Haupt's first marriage, to Norman Emil Bensinger ended in divorce; they had one child, Pamela Enid Bensinger (later Mrs. Nusbaum, later Mrs. Allen; 1929—1997), who predeceased her mother. Enid later married Ira Haupt, who died in 1963. During her second marriage, she became involved with gardening, including growing flowers, after she encouraged her husband to help his gardeners find better jobs.

==Philanthropic legacy==
Haupt is quoted as often having said "Nature is my religion," and once told The New York Times "Books are the most important things in my life besides nature." As an heiress to a family fortune, she was able to make significant contributions to her personal causes and interests, foremost among which was horticulture.

Haupt contributed the Haupt Fountains at the Ellipse located between the White House and the Washington Monument,
and also a four-acre Victorian garden, known as the Enid A. Haupt Garden, on the south side of the Smithsonian Institution Building ("The Castle"). The Garden's architect, Jean Paul Carlihan, intended the Garden to interpret nearby museums. The Garden is situated atop the underground portions of the Quadrangle building, which includes the National Museum of African Art, the Arthur M. Sackler Gallery (Asian art), and the S. Dillon Ripley Center. Accordingly, the end of the Garden nearest the African Art museum contains a modern interpretation of an Islamic garden, and the end nearest the Sackler Gallery is accented with pink granite moongates.
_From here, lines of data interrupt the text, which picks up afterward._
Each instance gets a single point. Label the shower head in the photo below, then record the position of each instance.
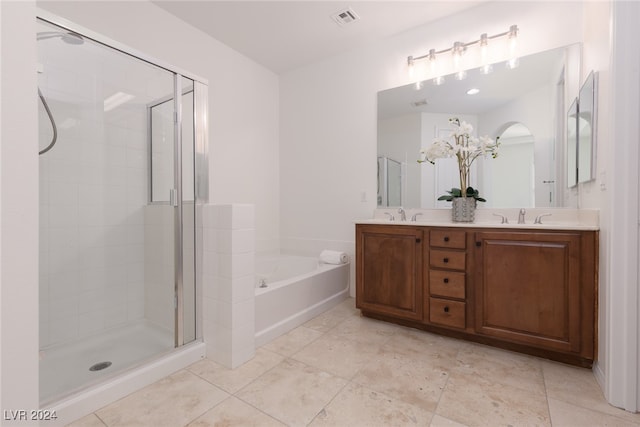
(69, 38)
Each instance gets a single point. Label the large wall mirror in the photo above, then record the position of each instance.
(526, 107)
(587, 129)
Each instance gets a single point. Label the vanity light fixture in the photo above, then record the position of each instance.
(513, 45)
(484, 54)
(459, 48)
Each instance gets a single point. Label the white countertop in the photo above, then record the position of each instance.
(560, 219)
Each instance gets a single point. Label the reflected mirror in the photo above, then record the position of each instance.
(526, 106)
(586, 129)
(572, 144)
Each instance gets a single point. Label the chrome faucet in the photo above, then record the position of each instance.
(403, 214)
(539, 218)
(521, 216)
(503, 219)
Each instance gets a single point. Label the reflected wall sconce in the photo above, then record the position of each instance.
(458, 50)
She donated the funds for the American Horticultural Society to purchase River Farm, a 27-acre plantation, located near Mount Vernon and once owned by George Washington. A Victorian style conservatory located in the New York Botanical Garden was saved from demolition through her efforts and funding. She spent large sums over the years to maintain the gardens of The Cloisters, part of the Metropolitan Museum of Art. She contributed to the garden of Claude Monet in Giverny, France, and to Lady Bird Johnson's National Wildflower Research Center.
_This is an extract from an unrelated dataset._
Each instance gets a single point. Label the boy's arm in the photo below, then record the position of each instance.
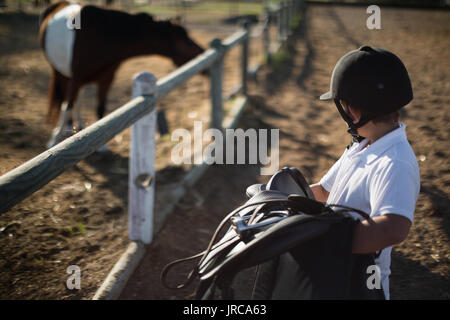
(380, 232)
(319, 192)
Among her other contributions are works of art for the Metropolitan Museum of Art and the National Gallery of Art, and funding for the Memorial Sloan-Kettering Cancer Center. According to The New York Times, "The gift that gave her the most satisfaction, she said, was one of her earliest and least heralded: the Enid A. Haupt Glass Garden, a playground for children who are patients at the Rusk Institute of Rehabilitation Medicine at New York University Medical Center."

==Death==
Enid Haupt died at age 99 at her home in Greenwich, Connecticut.